この記事では、Azure App Service アプリにコードをデプロイするための基本的なユーザー名とパスワード認証を無効にする方法について説明します。 この記事では、基本認証を無効にするいくつかの方法、条件に応じたデプロイメントのフォールバック方法、および基本認証に関するアクセス試行を監視する方法について説明します。

App Service では、ユーザー名とパスワードのデプロイ資格情報を使用して接続するための FTP および Web 配置クライアントの基本認証が提供されます。 基本認証 API は、サイトのファイル システムの参照、ドライバーとユーティリティのアップロード、MSBuild での展開に適しています。 詳細については、「 Azure App Service のデプロイ資格情報を構成する」を参照してください。
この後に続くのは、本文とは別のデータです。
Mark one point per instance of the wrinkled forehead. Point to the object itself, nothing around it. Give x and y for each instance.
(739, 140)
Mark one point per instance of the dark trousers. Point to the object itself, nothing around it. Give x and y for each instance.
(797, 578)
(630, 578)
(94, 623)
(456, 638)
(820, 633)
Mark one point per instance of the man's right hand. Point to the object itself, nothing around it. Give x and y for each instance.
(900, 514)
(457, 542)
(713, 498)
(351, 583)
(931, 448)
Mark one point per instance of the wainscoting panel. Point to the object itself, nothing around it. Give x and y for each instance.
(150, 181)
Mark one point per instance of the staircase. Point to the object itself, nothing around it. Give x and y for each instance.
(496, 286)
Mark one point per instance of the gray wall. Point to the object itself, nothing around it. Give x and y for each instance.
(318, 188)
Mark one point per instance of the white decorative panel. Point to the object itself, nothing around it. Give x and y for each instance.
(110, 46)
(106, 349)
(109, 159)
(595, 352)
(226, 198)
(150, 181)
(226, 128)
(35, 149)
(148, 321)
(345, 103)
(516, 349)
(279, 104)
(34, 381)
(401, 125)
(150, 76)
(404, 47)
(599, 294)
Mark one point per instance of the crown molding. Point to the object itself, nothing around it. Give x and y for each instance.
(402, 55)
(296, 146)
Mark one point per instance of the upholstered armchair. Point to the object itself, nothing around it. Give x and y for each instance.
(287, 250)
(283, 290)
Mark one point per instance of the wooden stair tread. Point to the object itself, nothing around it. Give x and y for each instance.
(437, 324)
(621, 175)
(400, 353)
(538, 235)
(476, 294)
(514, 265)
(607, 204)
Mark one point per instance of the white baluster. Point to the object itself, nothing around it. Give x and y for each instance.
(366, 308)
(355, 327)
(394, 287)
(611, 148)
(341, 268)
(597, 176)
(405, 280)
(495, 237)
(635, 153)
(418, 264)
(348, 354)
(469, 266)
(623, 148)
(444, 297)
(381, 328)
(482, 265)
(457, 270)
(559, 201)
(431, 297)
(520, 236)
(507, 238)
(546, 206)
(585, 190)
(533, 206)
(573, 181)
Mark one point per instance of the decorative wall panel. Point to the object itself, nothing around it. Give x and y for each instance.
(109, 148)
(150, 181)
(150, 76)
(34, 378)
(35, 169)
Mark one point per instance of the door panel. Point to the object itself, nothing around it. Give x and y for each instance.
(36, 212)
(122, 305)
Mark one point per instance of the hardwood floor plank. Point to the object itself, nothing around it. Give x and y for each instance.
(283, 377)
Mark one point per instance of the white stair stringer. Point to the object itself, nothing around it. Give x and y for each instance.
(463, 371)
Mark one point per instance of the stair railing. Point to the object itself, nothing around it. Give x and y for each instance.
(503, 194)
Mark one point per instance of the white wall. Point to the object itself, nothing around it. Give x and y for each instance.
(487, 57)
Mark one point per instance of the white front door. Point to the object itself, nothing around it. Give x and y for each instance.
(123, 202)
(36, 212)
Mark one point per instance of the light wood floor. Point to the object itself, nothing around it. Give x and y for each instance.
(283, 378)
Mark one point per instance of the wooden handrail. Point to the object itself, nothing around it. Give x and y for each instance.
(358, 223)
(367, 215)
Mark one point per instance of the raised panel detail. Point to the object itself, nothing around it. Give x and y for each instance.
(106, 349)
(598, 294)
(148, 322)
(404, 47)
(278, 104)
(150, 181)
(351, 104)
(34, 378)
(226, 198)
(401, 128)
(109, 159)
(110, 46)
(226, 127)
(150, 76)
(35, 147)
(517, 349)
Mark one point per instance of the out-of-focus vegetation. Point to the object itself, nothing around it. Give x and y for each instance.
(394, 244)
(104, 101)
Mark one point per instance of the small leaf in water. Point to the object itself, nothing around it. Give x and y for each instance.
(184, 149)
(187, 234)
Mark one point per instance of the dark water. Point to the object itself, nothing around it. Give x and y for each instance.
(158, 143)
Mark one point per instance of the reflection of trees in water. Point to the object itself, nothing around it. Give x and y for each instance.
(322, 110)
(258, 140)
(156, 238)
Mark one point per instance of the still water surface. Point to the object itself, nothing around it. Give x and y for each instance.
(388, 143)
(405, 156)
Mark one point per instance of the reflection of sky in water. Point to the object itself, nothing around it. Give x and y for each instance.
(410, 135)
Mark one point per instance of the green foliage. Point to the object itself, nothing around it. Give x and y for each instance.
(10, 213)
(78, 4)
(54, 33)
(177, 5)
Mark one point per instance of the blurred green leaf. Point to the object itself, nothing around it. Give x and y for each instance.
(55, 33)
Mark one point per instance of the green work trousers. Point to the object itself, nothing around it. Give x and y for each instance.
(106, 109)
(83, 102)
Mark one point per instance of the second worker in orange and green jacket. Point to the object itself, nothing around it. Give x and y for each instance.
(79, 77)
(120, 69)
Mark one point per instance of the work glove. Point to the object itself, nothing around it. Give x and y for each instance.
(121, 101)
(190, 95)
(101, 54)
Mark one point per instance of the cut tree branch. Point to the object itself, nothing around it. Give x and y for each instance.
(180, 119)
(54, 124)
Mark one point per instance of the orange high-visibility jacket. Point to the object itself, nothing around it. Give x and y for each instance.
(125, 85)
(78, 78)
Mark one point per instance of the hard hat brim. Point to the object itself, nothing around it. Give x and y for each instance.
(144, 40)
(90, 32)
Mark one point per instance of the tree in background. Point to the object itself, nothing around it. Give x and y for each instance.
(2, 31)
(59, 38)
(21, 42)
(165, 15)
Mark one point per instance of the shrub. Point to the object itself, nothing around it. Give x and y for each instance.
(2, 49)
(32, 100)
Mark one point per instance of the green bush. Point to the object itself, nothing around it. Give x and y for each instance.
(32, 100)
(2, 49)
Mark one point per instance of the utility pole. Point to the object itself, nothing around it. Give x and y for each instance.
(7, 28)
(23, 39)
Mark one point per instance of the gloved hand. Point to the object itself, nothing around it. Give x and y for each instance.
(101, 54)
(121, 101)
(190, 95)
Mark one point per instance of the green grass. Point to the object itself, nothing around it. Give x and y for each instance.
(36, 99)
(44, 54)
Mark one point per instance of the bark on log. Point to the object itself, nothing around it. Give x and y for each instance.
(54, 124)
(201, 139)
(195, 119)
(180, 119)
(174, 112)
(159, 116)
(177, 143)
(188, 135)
多くの場合、企業では 、Microsoft Entra ID などの基本認証よりも安全な展開方法が必要です。 Microsoft Entra OAuth 2.0 アクセス トークンの有効期間は制限されており、発行対象のアプリケーションとリソースに固有であり、再利用することはできません。 OAuth トークン ベースの承認は、基本認証に関する多くの問題を軽減するのに役立ちます。

Microsoft Entra では、マネージド ID を使用して他の Azure サービスからデプロイすることもできます。 詳細については、「 Azure App Service でのデプロイ方法による認証の種類」を参照してください。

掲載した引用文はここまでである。